- Deliveroo reported a pretax loss of £147.3 million in the first six months of the year, up 54% from the same period a year ago.
- The U.K. food delivery firm said it is consulting on plans to exit the Netherlands, the latest withdrawal from a major European market following its retreat from Spain and Germany.
- Deliveroo said it would initiate its first-ever stock buyback program, purchasing up to £75 million worth of shares from investors.
Losses at British meal delivery firm Deliveroo swelled in the first half of 2022 while revenue growth slowed dramatically, as the disappearance of pandemic restrictions and a rise in the cost of living dented demand for online takeout.
Deliveroo reported a pretax loss of £147.3 million ($178 million) in the first six months of the year, up 54% from the same period a year ago. The losses were driven mainly by increasing spending on marketing and overheads.
Revenues at the company climbed 12% to £1 billion. That was much slower than the revenue growth that the firm reported in the first half of 2021 when sales climbed 82% year-on-year.
Deliveroo's gross transaction value — which measures overall sales on the platform — grew 7% to £3.6 billion, lackluster growth compared to last year when GTV doubled in the first half. The company blamed the disappointing performance on "challenging market conditions."
Deliveroo said it is consulting on plans to exit the Netherlands, which would mark the latest exit from a major European market for the company.
The firm, which faces the prospect of much stricter gig economy laws in the European Union, previously retreated from Spain last year and Germany in 2019.
The Netherlands represented only 1% of Deliveroo's GTV in the first half of 2022, Deliveroo said.
Deliveroo reiterated its guidance for full-year sales growth. Last month, the company revised its target for 2022 GTV growth to a range of 4% to 12%, down from a previous forecast of between 15% and 25%.
Shares of Deliveroo climbed 3% on Wednesday following its results.
Share buyback program
"So far in 2022, we have made good progress delivering on our profitability plan, despite increased consumer headwinds and slowing growth during the period," Deliveroo CEO Will Shu said in a statement.
"We are confident that in H2 2022 and beyond we will see further gains from actions already taken, as well as benefits from new initiatives."
Shu added: "We remain confident in our ability to adapt financially to any further changes in the macroeconomic environment."
The food delivery market has been gripped by the twin challenges of rising inflation and a more outgoing consumer.
People are spending more time dining in restaurants physically as opposed to ordering online while soaring costs for energy and essential goods have made shoppers more cautious about how they part with their cash.
Separately Wednesday, Deliveroo said it would initiate its first-ever stock buyback program, purchasing up to £75 million worth of shares from investors. The purpose of the program is "to mitigate dilution from share-based compensation plans," Deliveroo said.
The company announced that Simon Wolfson, CEO of U.K. clothing retailer Next, had decided to step down from its board.
"After much consideration, and with regret, I believe that the time required to continue in my role at Deliveroo is no longer compatible with my executive and other commitments," Wolfson said.
Deliveroo, which recently added McDonald's to its platform as part of a global partnership, is hoping a focus on other areas of on-demand delivery will help it weather the storm of a possible recession. The firm has signed up non-food retailers such as WH Smith and LloydsPharmacy.
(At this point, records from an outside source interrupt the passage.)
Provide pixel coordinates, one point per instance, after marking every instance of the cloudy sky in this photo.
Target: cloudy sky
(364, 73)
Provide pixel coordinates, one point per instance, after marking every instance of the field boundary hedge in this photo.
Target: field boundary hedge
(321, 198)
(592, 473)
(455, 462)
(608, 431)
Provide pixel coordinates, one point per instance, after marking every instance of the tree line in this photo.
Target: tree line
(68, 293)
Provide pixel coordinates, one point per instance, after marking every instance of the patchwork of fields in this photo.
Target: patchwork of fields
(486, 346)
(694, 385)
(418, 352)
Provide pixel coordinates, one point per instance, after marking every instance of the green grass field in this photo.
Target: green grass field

Food delivery has long been a tough market, with thin margins and plenty of competition making it harder for any single player to achieve significant success. While the Covid-19 lockdowns were a boon to several firms in the space, the market has seen growing consolidation lately as valuations slump on falling demand for such services.
Last week, Anglo-Dutch firm Just Eat Takeaway.com wrote down the value of its U.S. subsidiary Grubhub by $3 billion, almost half the $7.3bn that it paid for the firm last year. The company is exploring a sale of Grubhub, among other options, amid pressure from investors to improve its business.
It comes after Amazon announced a deal to take a stake in Grubhub and add food delivery perks to its Prime membership program. Amazon has similar arrangements in place with Deliveroo in the U.K., Italy, France and the United Arab Emirates.